Budgeting is important to any organization, if used correctly budgeting will set the financial framework for any organization. In doing an analysis for a budget the organization creates objectives for the acquisition and use of its resources. With a good analysis of a health budget administrators or financial planners can allot operating budgets to department heads and delegate responsibilities and decision making that will ultimately lead to the organization’s financial goals. Reviewing the 2015-2016 Health Budget for California, here is my health analysis for the Department of State Hospitals (DSH).
The Department of State Hospitals provides inpatient mental health services at five state hospitals in California. Patients in these hospitals are either civil commitments or forensic commitments. Civil commitments are referred by state hospitals where as forensic commitments are committed by courts and are classified as incompetent to stand trial (IST), not guilty by reason of insanity (NGI), mentally disordered offenders (MDOs), or sexually violent predators.
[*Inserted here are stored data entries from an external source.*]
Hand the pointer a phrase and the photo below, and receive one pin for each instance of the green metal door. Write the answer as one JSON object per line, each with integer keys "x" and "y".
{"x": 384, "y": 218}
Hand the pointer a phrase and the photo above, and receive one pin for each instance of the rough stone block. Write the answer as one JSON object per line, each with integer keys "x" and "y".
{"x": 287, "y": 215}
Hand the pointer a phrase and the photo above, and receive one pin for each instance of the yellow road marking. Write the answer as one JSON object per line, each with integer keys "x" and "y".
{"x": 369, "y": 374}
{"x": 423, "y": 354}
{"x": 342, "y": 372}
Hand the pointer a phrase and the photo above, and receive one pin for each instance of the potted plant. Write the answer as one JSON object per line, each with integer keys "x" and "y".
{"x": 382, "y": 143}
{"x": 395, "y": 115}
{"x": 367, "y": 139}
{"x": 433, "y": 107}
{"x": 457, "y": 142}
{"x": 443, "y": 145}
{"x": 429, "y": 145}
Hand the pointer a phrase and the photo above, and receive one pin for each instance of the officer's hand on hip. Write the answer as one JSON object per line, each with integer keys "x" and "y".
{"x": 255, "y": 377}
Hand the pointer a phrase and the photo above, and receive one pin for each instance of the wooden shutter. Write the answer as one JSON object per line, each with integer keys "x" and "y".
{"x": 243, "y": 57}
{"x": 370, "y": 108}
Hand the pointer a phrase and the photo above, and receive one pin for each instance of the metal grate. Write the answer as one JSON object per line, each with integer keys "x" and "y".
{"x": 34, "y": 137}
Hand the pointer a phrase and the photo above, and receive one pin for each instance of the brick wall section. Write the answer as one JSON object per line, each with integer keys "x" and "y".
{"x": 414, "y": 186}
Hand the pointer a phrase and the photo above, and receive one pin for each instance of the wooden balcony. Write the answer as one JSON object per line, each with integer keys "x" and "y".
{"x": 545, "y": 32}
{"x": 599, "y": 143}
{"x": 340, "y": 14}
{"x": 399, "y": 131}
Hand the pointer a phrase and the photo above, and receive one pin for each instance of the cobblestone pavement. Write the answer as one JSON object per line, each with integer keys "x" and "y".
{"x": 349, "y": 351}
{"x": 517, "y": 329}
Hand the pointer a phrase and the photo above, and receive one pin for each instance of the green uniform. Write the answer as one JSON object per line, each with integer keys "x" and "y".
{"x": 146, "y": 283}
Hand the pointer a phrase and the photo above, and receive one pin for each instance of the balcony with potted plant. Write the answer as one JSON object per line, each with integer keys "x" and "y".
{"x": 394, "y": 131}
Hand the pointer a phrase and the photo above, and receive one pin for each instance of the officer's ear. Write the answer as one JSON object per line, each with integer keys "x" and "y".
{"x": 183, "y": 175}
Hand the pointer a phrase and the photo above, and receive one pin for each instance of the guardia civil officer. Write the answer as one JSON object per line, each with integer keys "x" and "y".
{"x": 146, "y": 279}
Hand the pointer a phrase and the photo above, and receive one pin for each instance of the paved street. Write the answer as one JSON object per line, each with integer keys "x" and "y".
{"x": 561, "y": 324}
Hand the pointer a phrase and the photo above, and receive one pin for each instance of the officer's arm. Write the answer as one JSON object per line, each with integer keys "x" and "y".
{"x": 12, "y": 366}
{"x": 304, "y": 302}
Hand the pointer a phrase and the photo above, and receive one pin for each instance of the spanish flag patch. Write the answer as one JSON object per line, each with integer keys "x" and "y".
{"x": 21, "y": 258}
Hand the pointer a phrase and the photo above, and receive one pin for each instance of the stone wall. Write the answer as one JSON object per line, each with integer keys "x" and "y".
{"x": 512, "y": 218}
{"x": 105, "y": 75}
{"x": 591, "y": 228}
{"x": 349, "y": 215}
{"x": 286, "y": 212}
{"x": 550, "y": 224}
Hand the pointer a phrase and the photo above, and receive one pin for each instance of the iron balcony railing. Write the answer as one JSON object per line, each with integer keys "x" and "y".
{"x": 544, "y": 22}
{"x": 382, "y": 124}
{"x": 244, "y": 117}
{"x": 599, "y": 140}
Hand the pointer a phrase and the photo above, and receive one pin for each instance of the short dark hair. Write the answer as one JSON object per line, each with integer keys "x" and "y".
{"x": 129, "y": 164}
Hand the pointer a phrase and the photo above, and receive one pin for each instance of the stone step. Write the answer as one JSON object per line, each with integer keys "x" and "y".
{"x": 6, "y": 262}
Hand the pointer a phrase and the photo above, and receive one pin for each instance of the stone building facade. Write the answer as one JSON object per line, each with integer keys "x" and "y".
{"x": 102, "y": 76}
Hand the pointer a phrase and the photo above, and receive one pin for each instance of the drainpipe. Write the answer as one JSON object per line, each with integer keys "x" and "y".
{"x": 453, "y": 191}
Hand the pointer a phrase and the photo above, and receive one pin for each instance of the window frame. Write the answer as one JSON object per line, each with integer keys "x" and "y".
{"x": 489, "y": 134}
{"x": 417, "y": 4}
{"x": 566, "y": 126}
The Governor’s budget proposal is $1.7 billion which is about the same as the budget that was provided the previous year. This years’ proposal is proposed to operate 105 more IST beds than last year, modify an existing facility to operate an additional 232 more IST beds, and to involuntarily medicate certain NGI patients. As of January 2015, 550 patients are awaiting placement, 370 of those being IST patients
. In the previous years’ budget $28 million was allocated towards 105 IST beds and $4 million were allocated for an additional 50 beds for the Restoration of Competence program. In this years’ budget $65 million dollars would be used to operate nearly 2,150 new beds by 2019, with 371 patients on the waitlist and 1,300 patients already in facilities, this budget could potentially create more beds than is actually needed. During the previous budget year less than 20 percent of the budget for new capacity beds were actually utilized.
Therefore, this year’s budget is not aligned with last year’s budget, there is no proof the department will be able to operate at the budgeted capacity effectively and the proposed budgeted beds could possibly not ever all be accounted for with Proposition 47 which will likely reduce IST inpatient needs because the proposition changes the criteria that reduces the need for inpatient services. Future budget allocations can be could be used to activate the existing beds that are not currently being utilized to minimize the amount of IST patients that are waiting to be placed and hopefully in turn decreasing court costs and the chance of being held in contempt.
There is not enough information within this analysis to predict future trends of budget requirements. In light of the potential changes that could occur with Proposition 47 there is no way to estimate the forthcoming needs of inpatients in department state hospitals. The only way to prepare for the population in DSH is to first determine what will the long-term effects Proposition 47 will have on the IST patient population. If there are significant changes in patient population there should be a new budget submitted that is catered to the new modifications to reflect the increase or decrease of needs.
The most significant variance is the idea for more beds. It is uncanny the Governor would propose expanding more beds for the DSH when there are beds currently not being utilized to its maximum capacity and with the probability of a new proposition that could alter the need for inpatient services of IST patients. This variance is unfavorable due to the fact that these funds could possibly be misallocated if there is a reduction of inpatient services.
I agree with the LAO’s decision to recommends not to go forward with the Governor’s proposal to expand capacity of IST beds. LAO’s suggestion for there to be justification as to why the number of beds budgeted are greater than the number of beds being filled. Furthermore, LAO recommends DSH to access the potential impact seen in patient population since the implementation of Proposition 47. I agree with these recommendations solely for the reason of there being no solid evidence that there is a specific need for expansion on IST beds.
It would be more beneficial to the department of state hospitals and the patients if funds were used to help correct current glitches such as enclosing the fence that will allow the opening of 273 that are not considered functional because there is currently no fence securing those beds. In addition, there has been no assessment for the prospective need of additional staff that may be required with the opening of superfluous inpatient beds.